Social Security Minister, Deputy Susie Pinel said the island was 40 years behind the UK in gender discrimination.
Rules on age and disability discrimination will be introduced in the next few years.
The law, which still needs to be debated by the States, includes exemptions for groups such as the Women's Institute and single-sex schools.
- The gender discrimination law adds to the existing discrimination law introduced in September 2014
- It will be illegal to discriminate against a man, woman or intersex person in relation to recruitment, promotion or treatment at work
- The law protects people from discrimination based on their sexual orientation
- People taking leave from work for gender reassignment are protected
- Any less favourable treatment on the grounds of pregnancy and maternity would amount to direct discrimination
- The law also protects against discrimination in non-work areas for breastfeeding mothers
Deputy Pinel said they started with race because "there is no racial discrimination in Jersey".
She added: "We are now doing sexual discrimination because we wanted to bring that in line with the family-friendly law covering maternity and paternity.
"Disability is last because it is going to be the most difficult as it has the biggest physical affect in terms of changing premises."

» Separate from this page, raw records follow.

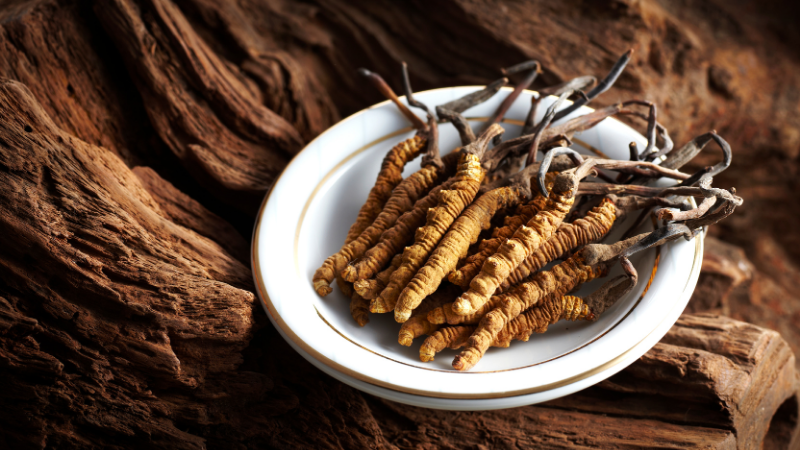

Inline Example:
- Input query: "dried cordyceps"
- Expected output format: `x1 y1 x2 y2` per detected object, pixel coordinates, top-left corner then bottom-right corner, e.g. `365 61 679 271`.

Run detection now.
453 169 578 315
419 295 595 362
397 285 459 347
313 56 742 370
499 198 617 292
453 253 605 370
370 124 503 313
447 174 555 289
394 186 522 323
313 69 444 296
353 253 400 300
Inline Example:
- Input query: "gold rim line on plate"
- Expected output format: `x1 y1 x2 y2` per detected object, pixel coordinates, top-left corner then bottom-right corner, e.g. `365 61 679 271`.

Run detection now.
251 88 703 399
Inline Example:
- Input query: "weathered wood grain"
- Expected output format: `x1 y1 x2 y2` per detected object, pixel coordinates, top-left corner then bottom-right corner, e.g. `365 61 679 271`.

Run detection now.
0 0 800 448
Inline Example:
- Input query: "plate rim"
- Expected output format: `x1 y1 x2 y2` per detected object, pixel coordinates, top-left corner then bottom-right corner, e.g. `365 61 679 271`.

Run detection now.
250 86 704 400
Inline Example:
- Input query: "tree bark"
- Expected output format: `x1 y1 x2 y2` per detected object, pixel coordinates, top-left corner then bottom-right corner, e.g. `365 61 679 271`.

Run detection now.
0 0 800 448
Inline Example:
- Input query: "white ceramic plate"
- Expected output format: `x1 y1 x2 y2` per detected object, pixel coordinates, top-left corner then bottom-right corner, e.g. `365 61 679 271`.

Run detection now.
252 87 702 410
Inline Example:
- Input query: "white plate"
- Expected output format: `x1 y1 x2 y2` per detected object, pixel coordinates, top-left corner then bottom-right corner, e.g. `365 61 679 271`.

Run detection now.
252 87 702 409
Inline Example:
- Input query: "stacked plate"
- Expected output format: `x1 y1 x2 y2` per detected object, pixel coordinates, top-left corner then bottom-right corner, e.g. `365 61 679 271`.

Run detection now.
252 87 703 410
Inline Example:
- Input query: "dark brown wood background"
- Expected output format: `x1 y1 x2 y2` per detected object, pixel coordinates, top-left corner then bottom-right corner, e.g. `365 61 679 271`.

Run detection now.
0 0 800 448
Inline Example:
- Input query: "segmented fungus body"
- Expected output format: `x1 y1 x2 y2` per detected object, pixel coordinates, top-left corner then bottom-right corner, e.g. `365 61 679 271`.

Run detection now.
499 199 616 292
342 178 454 282
419 295 594 362
353 254 403 300
344 136 426 244
313 165 438 295
370 125 502 313
453 252 605 370
350 292 369 327
394 186 522 323
428 295 502 325
447 174 555 289
453 174 577 315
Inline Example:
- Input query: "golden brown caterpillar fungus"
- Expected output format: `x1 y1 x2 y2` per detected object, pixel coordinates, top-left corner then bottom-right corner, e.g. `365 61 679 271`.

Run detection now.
312 165 438 296
342 178 453 282
397 285 460 347
453 173 577 315
370 124 503 313
394 186 522 323
397 314 440 347
353 254 403 300
312 69 443 297
428 295 502 325
344 136 426 245
419 325 468 362
419 295 594 362
447 174 555 289
453 252 606 370
350 292 369 327
499 199 616 292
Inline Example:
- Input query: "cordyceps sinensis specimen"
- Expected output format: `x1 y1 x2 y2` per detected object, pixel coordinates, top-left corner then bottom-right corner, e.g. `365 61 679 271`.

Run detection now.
312 70 444 296
499 198 617 292
313 52 742 370
397 284 461 347
453 252 607 370
342 178 455 282
453 166 578 315
394 186 523 323
447 173 555 289
370 124 503 313
353 253 408 300
419 295 595 362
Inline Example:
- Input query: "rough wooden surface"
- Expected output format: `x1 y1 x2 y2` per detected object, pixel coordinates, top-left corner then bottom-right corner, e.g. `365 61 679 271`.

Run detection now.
0 0 800 448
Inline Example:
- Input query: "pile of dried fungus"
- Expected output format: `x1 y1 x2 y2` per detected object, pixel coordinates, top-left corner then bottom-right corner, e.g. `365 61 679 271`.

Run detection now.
313 51 742 370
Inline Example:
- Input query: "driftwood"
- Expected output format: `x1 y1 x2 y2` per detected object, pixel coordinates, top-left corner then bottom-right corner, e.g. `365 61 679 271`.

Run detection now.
380 315 800 449
0 0 800 448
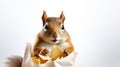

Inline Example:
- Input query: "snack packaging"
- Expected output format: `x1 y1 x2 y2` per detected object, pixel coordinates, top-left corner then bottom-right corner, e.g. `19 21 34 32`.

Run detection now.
22 43 77 67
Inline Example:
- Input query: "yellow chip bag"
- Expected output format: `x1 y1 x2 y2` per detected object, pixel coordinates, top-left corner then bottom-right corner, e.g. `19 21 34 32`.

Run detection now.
32 57 40 64
50 45 63 60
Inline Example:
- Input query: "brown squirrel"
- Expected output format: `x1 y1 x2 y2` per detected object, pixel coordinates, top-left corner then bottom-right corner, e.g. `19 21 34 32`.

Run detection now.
6 11 74 67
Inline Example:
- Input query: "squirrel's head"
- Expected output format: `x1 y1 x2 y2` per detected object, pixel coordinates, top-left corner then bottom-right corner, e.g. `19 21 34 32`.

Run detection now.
39 11 69 44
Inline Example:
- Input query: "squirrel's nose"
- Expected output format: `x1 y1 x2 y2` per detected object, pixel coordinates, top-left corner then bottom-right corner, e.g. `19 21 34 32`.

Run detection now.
52 32 57 39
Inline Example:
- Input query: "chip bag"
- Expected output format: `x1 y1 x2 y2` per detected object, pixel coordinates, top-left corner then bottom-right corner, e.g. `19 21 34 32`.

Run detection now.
22 43 77 67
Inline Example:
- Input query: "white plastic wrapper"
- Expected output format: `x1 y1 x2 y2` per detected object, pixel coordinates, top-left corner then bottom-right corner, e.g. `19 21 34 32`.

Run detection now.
22 43 77 67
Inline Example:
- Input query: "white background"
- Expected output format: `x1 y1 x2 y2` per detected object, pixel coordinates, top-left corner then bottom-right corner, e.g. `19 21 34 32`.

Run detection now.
0 0 120 67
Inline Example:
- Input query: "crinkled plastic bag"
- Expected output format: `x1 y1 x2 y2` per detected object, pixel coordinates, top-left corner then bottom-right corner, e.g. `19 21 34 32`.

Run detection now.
22 43 77 67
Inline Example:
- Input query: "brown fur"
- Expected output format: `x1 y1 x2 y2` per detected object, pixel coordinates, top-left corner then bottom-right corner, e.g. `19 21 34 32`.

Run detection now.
34 11 74 60
6 11 74 67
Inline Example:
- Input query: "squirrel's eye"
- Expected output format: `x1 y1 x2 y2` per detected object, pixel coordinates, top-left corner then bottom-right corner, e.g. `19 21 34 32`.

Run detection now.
44 23 48 31
61 24 64 30
45 25 48 30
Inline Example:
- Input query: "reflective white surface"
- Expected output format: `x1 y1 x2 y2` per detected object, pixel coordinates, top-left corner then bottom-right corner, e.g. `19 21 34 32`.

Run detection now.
0 0 120 67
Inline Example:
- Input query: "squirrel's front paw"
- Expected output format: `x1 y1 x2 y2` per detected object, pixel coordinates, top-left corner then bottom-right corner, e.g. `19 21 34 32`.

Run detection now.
64 49 71 56
40 49 49 56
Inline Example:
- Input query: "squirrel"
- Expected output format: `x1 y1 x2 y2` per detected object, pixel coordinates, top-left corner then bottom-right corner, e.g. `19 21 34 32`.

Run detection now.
6 11 74 67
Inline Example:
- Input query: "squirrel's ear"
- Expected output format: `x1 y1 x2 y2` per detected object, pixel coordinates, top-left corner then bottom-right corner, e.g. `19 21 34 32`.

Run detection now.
60 11 65 22
42 11 47 25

Small business owner and former Chamber of Commerce president, David Warr, said the new law could have a severe impact on companies.
He said: "We are not designing the bureaucracy around our economy. We have a one-size-fits all bureaucracy designed for larger businesses.
"Where do you draw the line? You might find yourself unwilling to employ the right person for the job based on other concerns, which in turn becomes discriminatory."
Exemptions from the law
- There are exemptions around national security and positive action similar to the existing race law
- Clubs designed to connect similar people such as the Women's Institute are exempt from the law
- A person may discriminate when selecting staff for domestic work within their own home
- There is an exemption to allow for single-sex schools such as Jersey College for Girls and Victoria College
- The law allows for segregation in religious services and for religious groups to discriminate in recruitment
- Insurance companies will be able to offer different premiums and benefits for men and women
- Pregnant women can be suspended without pay where there is a health and safety risk (for example in radiology) and no alternative role is available
Deputy Pinel said: "I think Mr Warr is worrying unnecessarily, anyone who has common sense and is a good employer will have nothing to worry about.
"This is the most consulted on law introduction we have ever done. There have been endless consultations with all parts of the business community and religious groups."